Mais de 30 pessoas, a maioria combatentes, morreram nesta segunda nos enfrentamentos ocorridos em Mogadíscio, onde as tropas do Governo, apoiadas pelas da União Africana (UA), recuperaram posições após disputas internas terem provocado a retirada de milicianos radicais islâmicos.
As tropas do Governo de Transição, apoiadas pelos soldados da Missão da UA na Somália (Amisom, na sigla em inglês), tomaram bairros que estavam ocupados por milicianos da Al Shabab, organização ligada à Al-Qaeda, segundo um comunicado divulgado pelo Ministério de Informação.
O comunicado destaca que as disputas na direção da Al Shabab levaram Mukhtar Robow Ali, segundo nome no comando da milícia e conhecido como "Abu Mansur", a retirar seus combatentes da frente da capital somali.
O chefe das forças governamentais na região, Mohamed Roble Gobanle, disse à agência EFE por telefone que tinham avançado sobre uma ampla área que até agora estava ocupada pela Al Shabab, grupo que luta para derrubar o presidente interino, Sharif Sheikh Ahmed, que tem apoio da comunidade internacional.
O comandante disse ainda que as tropas do Governo tinham sofrido seis baixas mortais e que haviam dez feridos, mas que mais de 20 corpos de combatentes da Al Shabab estavam dispostos nas zonas tomadas.
O porta-voz militar da organização, Abu Musab, negou à EFE estas afirmações e assegurou que suas tropas estão "intactas" e que "não sofreram perdas nos combates".
Estes últimos combates em Mogadíscio começaram há dois dias, quando soldados burundineses da Amisom atacaram e tomaram uma posição da Al Shabab no sábado. Durante o fim de semana, foram registrados 15 mortos.
Ali Moussa Mohamud, diretor do Sistema Voluntário de Ambulâncias de Mogadíscio, disse à Efe que foram registrados 32 mortos e 54 feridos nos combates de hoje, e especificou que "26 dos mortos eram combatentes, porque os civis abandonaram estas áreas há muito tempo".
O Governo declarou vitória sobre a Al Shabab e frisou em seu comunicado que estas ações puderam ser perpetradas porque os milicianos foram impedidos de se esconder "atrás dos civis", o que também reduziu o número de vítimas civis na cidade.

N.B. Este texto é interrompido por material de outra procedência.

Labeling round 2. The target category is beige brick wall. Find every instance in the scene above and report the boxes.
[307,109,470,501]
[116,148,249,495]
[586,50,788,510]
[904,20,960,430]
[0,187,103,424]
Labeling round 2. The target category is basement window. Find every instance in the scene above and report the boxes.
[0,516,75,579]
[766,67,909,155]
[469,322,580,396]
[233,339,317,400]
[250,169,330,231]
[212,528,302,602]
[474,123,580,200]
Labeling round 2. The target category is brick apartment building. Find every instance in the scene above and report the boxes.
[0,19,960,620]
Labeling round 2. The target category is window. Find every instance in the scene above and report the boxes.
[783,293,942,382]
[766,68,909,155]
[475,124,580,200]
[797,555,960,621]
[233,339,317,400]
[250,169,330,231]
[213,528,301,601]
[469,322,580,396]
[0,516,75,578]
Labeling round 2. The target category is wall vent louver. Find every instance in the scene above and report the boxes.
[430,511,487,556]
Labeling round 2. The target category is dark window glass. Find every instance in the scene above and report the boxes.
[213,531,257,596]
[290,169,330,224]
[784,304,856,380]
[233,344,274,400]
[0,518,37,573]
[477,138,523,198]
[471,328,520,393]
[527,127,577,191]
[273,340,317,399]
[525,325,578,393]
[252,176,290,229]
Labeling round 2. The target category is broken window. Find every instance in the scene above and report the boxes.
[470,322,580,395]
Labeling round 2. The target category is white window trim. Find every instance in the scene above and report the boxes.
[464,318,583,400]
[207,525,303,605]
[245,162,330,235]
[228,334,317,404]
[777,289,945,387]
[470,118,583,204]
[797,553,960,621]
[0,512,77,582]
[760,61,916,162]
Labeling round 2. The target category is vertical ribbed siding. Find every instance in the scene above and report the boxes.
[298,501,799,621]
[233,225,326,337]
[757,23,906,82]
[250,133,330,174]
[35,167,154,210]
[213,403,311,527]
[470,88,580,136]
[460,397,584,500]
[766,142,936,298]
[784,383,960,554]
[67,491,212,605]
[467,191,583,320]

"A retirada das forças de Robow foi ocasionada por uma divisão em seu clã e disputas sobre o comando e a função dos combatentes estrangeiros na Al Shabab, além das abundantes baixas que sofreram na ofensiva do Ramadã", assinala a nota oficial.
Para a Al Shabab, a retirada das tropas de Abu Mansur pode ser muito grave, pois se trata do principal líder militar do grupo, que pertence ao clã Rahanweyn, do qual fazem parte aproximadamente metade dos milicianos da organização radical.
Enquanto isso, seguem as disputas no Governo de transição, paralisado desde que, há duas semanas, o presidente Ahmed aceitou a renúncia do primeiro-ministro Omar Abdirashid Ali Sharmarke, que ainda não tem sucessor.
Desde que Siad Barre foi derrubado, em 1991, a Somália não tem um Governo efetivo e seu território está controlado por milícias radicais islâmicas e senhores da guerra tribais.
A Al Shabab tem apoio de centenas de combatentes estrangeiros relacionados com a Al-Qaeda e pretende derrubar o Governo para criar um estado muçulmano radical.